Moreover, with document stores the information is not distributed over multiple linked tables. Everything is contained in a single location, and this can result in better performance. However, this speed advantage is only realized in document databases so long as you don’t attempt to use relational elements: references don’t really suit the concept of document stores. If you do try to interlink the documents, the system will become highly complex and cumbersome.
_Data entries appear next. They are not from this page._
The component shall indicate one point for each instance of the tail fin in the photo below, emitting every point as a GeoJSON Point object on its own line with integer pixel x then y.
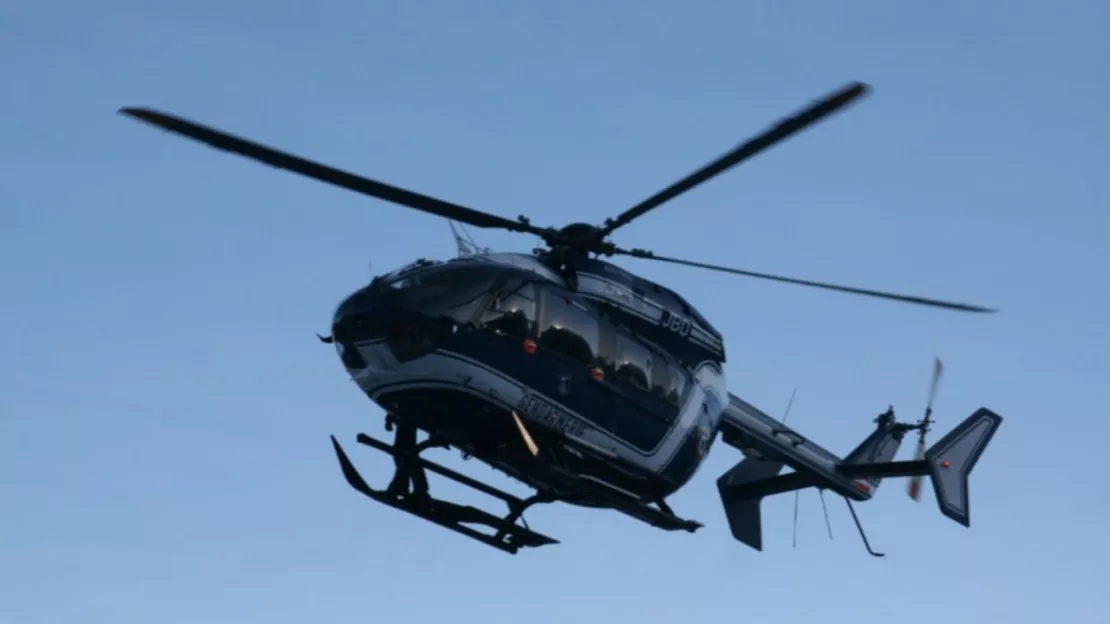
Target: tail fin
{"type": "Point", "coordinates": [951, 460]}
{"type": "Point", "coordinates": [948, 463]}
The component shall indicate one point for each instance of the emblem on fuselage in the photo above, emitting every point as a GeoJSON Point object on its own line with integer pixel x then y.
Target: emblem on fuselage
{"type": "Point", "coordinates": [564, 384]}
{"type": "Point", "coordinates": [538, 410]}
{"type": "Point", "coordinates": [703, 442]}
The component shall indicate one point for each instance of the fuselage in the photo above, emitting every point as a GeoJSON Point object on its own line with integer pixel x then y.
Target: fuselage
{"type": "Point", "coordinates": [456, 346]}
So, a relational database system is more advisable for highly networked data volumes.
The Most Well-Known Document Databases
Especially for the development of web apps, databases for documents are hugely important. Due to the increased need resulting from web development, numerous database management systems (DBMSs) have meanwhile been released on the market. The most well-known examples are outlined below:
- BaseX: This open-source project uses Java and XML. BaseX is supplied with a graphical user interface.
- Elasticsearch: This search engine works based on a document-oriented database. JSON documents are used to this end.
- eXist: The open-source DBMS runs on a Java virtual machine and can therefore be used regardless of the operating system. XML documents are primarily used.
- MongoDB: MongoDB is by far the most widespread NoSQL database. The software is written in C++ and uses JSON-like documents.
- SimpleDB: With SimpleDB (written in Erlang), Amazon developed its own DBMS for the company’s Cloud services. The provider charges a fee for use.